The Role of Protein in Maintaining Muscle Mass as You Age

The Role of Protein in Maintaining Muscle Mass as You Age

As we age, our muscles undergo significant changes that lead to losing muscle mass, strength, and functional abilities. The good news is that a proper diet, especially one containing a lot of protein, can minimize these age-related damages.

In this article, we will understand why protein is essential for muscle maintenance and how we can use it to our advantage as we age.

The Role of Protein in Building Muscle

Proteins are considered macronutrients like fats and carbohydrates, as they provide energy. Proteins are also essential for muscle protein synthesis (MPS), the biological pathway by which the body builds new muscle proteins (1,2).
This process is essential for repairing and regenerating tissues after exercise or injury (1). Proteins are vital for:

  • Muscle synthesis and repair: proteins are crucial for repairing muscle fibers after exercise, aiding in growth and strengthening.
  • Anabolic Action: high-quality proteins, such as whey protein, activate the mTOR pathway, stimulating muscle growth (1, 3).
  • Protein Balance: adequate protein intake helps maintain muscle synthesis and counteracts degradation, especially with aging.

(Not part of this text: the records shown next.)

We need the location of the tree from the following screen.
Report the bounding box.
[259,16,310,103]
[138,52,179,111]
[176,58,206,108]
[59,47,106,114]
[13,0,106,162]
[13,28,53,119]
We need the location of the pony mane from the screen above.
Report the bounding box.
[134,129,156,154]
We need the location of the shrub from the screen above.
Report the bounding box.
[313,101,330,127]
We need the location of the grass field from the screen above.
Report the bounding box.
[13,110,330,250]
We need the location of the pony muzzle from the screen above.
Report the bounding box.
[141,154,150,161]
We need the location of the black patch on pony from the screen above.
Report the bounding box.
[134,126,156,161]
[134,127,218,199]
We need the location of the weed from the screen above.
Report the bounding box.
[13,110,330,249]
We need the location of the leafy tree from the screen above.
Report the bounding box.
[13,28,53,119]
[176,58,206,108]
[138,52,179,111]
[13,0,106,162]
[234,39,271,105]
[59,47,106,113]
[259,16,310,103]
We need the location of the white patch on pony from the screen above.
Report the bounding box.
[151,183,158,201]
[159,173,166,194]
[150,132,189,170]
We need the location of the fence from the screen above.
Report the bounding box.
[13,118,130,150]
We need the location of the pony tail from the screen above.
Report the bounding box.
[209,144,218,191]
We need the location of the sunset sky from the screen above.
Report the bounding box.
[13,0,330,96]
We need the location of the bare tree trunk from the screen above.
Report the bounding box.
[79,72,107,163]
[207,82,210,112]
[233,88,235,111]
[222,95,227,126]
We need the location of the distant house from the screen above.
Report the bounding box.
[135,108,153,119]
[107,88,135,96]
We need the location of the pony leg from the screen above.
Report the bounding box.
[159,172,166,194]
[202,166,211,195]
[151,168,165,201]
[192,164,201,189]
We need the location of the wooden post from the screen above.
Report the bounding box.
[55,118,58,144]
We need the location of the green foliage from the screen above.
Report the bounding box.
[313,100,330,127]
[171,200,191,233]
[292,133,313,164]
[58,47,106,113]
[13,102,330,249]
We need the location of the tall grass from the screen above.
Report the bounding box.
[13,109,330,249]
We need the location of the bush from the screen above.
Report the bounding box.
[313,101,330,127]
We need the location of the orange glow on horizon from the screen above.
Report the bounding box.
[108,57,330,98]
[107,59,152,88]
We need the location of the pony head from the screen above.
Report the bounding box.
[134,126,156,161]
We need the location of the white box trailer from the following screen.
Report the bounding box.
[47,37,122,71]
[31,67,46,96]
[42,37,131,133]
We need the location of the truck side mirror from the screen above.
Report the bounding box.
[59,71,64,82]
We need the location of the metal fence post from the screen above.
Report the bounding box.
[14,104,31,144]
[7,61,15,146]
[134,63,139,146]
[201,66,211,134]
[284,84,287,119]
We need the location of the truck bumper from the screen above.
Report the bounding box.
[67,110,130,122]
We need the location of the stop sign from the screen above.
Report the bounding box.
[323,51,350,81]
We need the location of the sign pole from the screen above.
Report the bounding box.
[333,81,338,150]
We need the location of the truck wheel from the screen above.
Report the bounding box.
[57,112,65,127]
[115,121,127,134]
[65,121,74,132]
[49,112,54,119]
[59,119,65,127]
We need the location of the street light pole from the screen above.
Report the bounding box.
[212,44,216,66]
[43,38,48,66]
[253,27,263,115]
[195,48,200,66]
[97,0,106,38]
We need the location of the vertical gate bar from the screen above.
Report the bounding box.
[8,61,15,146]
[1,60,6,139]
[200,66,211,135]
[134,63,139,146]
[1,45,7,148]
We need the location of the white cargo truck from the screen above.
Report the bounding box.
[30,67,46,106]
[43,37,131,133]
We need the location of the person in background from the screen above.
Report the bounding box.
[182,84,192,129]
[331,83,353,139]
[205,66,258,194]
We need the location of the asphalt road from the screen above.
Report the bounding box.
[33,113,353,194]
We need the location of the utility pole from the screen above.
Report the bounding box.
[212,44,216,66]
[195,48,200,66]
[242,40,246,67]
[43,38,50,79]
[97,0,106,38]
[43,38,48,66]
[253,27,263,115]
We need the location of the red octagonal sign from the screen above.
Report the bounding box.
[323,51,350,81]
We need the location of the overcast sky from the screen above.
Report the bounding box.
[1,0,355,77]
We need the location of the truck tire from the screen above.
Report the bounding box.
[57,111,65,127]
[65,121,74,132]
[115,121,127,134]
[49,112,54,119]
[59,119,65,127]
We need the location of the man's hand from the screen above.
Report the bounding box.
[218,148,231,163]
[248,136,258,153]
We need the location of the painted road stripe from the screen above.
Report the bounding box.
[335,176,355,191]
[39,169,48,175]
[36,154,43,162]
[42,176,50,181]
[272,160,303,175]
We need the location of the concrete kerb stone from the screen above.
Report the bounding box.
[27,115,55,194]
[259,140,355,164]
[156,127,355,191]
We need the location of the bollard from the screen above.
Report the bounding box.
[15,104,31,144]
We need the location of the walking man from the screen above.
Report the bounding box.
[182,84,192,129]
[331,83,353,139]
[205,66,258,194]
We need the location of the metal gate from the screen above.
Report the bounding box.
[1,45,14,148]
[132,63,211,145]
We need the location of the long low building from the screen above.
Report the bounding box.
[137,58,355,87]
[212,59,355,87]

After a workout, the muscles suffer microdamage that needs to be repaired. Protein helps regenerate these fibers and promote muscle growth. During post-exercise recovery, protein intake is essential to prevent muscle loss and repair damaged fibers efficiently.

What Happens to Muscles as We Age?

As we age, our body naturally undergoes a gradual and progressive loss of muscle mass. Several factors contribute to this landscape (1,2):

  • The body’s response to exercise stimuli decreases,
  • Muscle protein synthesis becomes less efficient,
  • Muscle protein metabolism also slows down,
  • Aging muscle is less sensitive to the positive effects of dietary protein on protein synthesis, a condition known as anabolic resistance (1).

Together, these factors contribute to the progressive loss of muscle mass, reduced strength, and physical endurance, a phenomenon known as sarcopenia (1). Sarcopenia affects people over 60, particularly sedentary adults, leading to a significant loss of strength and mobility. But don’t worry, maintaining muscle mass after 60 is possible, with the right care!

Sarcopenia: How to Prevent Muscle Loss in the Elderly

Sarcopenia affects an increasing number of older adults, with up to 30% of the population over 60 showing signs of the condition. The good news is that effective prevention and treatment are available (3). The secret is a combination of:

  • regular exercise,
  • especially resistance training,
  • good nutrition, mainly adequate protein and energy intake (1).

Regular physical activity is essential for maintaining skeletal muscle strength and function in older adults. However, resistance exercise has been shown to significantly benefit aging muscles, promoting muscle mass, strength, and overall physical function (1).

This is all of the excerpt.